While the ruling right wing Popular Party won the most votes, it lost nearly four million votes and a massive 63 seats. It has lost its parliamentary majority and its chances of cobbling together a coalition looks impossible.

The other member of the Two Party Club, the Socialist Party, also felt a voter backlash and lost 1.5 million votes and 19 seats. While it remains the second largest party in Spain, Podemos is now snapping at its heels. It has also suffered a heavy body blow.

if it hopes to form a coalition, it will have to accommodate the left wing and anti-austerity policies of Podemos. Given the Socialist Party's support for the neoliberal orthodoxy, that also looks difficult.

It has been a remarkable rise by a political party that has emerged out of a widespread disenchantment with 'politics as usual'. Podemos, which has consistently denounced the policies and activities of the old parties and institutions, was immediately popular with a Spanish electorate that was seeking a political voice that articulated its concerns and supported its struggles. Leader Pablo Iglesias has always been insistent that political movements are not enough and that a party must be built and established to secure political power.

While  Pablo Iglesias recognises that social democracy is largely a spent political force, he has also been critical of what can be loosely described as the old European left - and the left in general. He believes that the left has become too insular, largely talking to itself and failing to connect with wider society. In the view of Iglesias, Podemos has had to “expand narratives and practices to include the part of the population that is still missing” from Spanish political life.

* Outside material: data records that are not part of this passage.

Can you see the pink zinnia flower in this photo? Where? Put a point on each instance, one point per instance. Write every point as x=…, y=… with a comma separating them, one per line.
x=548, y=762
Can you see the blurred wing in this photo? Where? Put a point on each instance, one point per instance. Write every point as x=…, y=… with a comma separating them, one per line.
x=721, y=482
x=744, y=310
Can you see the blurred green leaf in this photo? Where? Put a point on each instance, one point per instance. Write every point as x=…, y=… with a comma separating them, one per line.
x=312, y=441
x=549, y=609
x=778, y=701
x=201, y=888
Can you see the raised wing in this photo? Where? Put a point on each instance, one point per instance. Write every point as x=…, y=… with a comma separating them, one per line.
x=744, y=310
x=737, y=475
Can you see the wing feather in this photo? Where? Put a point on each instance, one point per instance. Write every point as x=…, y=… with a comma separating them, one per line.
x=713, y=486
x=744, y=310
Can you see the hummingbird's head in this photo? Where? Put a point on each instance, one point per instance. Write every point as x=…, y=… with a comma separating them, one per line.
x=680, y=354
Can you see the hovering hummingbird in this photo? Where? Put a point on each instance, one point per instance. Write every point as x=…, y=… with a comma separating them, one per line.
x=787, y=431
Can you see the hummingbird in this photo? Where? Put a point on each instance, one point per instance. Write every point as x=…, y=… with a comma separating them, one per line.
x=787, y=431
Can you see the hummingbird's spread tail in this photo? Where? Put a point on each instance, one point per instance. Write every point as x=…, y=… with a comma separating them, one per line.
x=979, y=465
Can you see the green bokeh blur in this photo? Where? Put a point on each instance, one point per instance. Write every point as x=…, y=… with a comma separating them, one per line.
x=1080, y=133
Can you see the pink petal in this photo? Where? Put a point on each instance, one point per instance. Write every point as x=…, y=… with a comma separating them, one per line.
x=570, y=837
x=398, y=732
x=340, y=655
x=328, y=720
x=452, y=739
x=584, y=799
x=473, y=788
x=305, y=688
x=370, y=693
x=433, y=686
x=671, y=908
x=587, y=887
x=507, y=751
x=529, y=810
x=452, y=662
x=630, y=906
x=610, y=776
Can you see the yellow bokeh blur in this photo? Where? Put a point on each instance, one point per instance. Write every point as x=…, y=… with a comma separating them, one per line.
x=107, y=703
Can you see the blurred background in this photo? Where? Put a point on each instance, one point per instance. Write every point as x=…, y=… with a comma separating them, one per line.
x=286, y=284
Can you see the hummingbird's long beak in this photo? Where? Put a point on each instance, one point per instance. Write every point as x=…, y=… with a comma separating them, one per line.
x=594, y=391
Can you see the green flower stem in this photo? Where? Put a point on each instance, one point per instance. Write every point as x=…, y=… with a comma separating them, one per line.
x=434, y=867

One of his supporters has put it this way: “We understood that the codes of the left, the symbols, weren’t enough to construct an alternative political instrument to change this country. The left was very limited in this sense, and that’s exactly where our adversary wants us. Our adversary was very content to say, ‘You’re the left,’ and to tell people ‘Don’t engage, they’re just like always.’ But we were saying there were shared pains, shared indignations across all of society, that includes many more people than just the traditional left.”

Teresa Rodriguez, a Podemos member of the European Parliament, explains it so:

Teresa Rodriguez: Moving from political resistance to political change.
"So what we have to do in Podemos is move a step forward, and go on the offensive, move from resistance to political change, we have to get rid of those in political institutions who are causing us to be on the streets resisting all the time...We have been able to convince many people who didn’t have a clear ideological identity, around proposals for breaking with the existing order, and that’s what worries the old order, and we will continue to work on that discourse."

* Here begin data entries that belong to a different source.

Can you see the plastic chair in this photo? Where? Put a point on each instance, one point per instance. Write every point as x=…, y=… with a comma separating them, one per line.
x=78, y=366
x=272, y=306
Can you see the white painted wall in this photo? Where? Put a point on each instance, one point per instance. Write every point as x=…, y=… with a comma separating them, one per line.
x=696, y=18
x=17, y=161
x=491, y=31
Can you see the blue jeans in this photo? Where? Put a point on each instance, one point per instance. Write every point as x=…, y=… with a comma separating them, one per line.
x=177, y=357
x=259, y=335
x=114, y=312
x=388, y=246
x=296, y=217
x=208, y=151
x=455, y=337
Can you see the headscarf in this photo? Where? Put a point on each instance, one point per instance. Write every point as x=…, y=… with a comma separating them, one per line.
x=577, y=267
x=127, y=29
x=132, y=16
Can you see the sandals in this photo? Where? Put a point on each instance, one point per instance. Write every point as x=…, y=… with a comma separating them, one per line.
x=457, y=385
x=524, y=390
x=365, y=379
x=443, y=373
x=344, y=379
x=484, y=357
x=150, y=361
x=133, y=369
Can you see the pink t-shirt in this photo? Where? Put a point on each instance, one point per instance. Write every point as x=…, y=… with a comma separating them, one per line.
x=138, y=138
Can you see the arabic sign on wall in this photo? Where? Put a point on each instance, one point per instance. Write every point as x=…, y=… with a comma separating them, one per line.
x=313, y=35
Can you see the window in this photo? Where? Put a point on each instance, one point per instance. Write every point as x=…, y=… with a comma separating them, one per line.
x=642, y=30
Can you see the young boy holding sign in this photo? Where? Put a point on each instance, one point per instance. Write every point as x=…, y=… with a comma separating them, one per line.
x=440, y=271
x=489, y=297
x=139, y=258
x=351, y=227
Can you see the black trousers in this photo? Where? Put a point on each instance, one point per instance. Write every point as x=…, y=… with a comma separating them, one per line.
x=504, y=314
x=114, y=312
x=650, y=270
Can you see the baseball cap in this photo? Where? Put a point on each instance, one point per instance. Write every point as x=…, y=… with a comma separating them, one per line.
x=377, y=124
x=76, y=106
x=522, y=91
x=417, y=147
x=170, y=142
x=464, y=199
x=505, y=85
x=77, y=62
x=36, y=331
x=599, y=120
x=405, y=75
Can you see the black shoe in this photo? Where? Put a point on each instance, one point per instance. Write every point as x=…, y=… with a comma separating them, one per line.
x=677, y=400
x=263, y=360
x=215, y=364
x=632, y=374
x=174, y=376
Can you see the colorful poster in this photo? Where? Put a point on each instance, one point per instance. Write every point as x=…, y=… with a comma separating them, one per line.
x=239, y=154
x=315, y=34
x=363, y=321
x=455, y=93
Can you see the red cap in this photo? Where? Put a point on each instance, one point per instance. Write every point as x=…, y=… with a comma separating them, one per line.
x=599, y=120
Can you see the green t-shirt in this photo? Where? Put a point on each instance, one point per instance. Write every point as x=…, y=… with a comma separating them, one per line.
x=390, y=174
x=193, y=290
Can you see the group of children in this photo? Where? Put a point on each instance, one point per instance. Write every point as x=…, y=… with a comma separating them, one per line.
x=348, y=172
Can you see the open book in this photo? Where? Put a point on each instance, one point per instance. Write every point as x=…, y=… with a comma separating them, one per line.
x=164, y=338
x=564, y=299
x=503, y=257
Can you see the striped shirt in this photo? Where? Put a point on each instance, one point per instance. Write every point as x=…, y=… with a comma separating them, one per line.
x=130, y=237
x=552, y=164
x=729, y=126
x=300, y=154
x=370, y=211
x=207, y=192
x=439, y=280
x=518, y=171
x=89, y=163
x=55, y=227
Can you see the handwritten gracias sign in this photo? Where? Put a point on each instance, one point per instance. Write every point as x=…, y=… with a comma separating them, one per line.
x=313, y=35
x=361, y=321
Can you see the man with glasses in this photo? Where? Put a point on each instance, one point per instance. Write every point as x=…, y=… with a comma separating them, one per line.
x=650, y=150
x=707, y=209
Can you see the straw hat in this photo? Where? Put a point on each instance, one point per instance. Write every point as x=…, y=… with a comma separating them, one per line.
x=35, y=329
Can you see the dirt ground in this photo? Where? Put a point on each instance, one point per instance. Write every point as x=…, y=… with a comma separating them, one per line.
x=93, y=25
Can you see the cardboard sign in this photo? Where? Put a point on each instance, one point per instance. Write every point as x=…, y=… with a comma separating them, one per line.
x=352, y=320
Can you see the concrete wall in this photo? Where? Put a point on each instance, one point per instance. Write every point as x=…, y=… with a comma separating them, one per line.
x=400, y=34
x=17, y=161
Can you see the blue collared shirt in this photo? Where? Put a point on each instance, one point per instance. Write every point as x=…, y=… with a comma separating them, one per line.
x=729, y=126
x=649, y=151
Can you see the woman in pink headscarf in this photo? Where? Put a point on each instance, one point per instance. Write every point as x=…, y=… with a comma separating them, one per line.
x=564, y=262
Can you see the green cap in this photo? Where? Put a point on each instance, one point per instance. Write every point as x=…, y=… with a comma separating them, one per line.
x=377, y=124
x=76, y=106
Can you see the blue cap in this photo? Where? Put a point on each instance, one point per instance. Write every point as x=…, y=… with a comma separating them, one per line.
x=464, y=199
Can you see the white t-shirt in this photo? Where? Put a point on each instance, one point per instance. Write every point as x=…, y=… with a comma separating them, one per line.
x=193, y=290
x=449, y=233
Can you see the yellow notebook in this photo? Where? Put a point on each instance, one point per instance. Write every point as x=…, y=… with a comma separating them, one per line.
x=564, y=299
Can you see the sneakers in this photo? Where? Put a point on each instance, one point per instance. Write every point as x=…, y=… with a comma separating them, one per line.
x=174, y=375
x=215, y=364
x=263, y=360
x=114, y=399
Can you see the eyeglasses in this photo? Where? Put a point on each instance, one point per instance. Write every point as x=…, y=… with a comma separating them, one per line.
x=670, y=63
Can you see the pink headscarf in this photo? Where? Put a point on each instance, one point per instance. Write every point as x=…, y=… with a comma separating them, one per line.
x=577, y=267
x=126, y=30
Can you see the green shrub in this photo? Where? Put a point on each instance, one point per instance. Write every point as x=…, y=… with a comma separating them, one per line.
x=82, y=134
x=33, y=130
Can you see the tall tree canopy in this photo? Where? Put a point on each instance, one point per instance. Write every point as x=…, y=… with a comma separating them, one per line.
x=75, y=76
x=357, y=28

That's something worth reflecting on by the New Zealand left although its doubtful that such reflections will take place, at least in the short term. As ever, the Labour Party remains the obstacle in the way of developing a new politics in this country.

Despite the Labour Party's continued commitment to the neoliberal orthodoxy, much of what constitutes the New Zealand left remains, despite the bluster and protestations, mired in its support for Labour. However it critical it might be of Labour between elections, it meekly falls in behind the party at election time. In 2017 it will again call for a vote for Labour as 'preferable' to National, just as it did in 2014.

Despite the fact that there is massive disillusionment with 'politics as usual' to the extent that nearly a million people don't bother to vote anymore, the left has little to offer but more of the same. It has largely failed to learn anything from Labour's collapse in 2014 and is even prepared to accommodate leader Andrew Little moving the party further to the right. While they might try to defend Labour in the union offices and in the blogosphere, it is the kind of political disconnect that Pablo Iglesias has talked about and which Podemos has strategised against. Its attack on the political establishment implicitly rejects 'politics as usual.' It's no coincidence that the Spanish people call Podemos La Nueva PolĂ­tica, or “New Politics.”

Throughout the world, more and more people are losing faith in the traditional parties whose claims that they represent the interests of ordinary people sound increasingly shrill and hollow. There are turning to new political forces and to new faces - like Podemos in Spain, Left Bloc in Portugal, Jeremy Corbyn in the UK and Bernie Sanders in the United States.

Until the New Zealand left begins to bridge the political disconnect with the very people it claims to represent and starts to think of a new politics beyond the politically bankrupt Labour Party, then the chances of our own Podemos emerging will remain remote. If the 'new face' of New Zealand politics is a right wing former union official called Andrew Little then the New Zealand left will remain stuck deep in the mire of 'politics as usual'.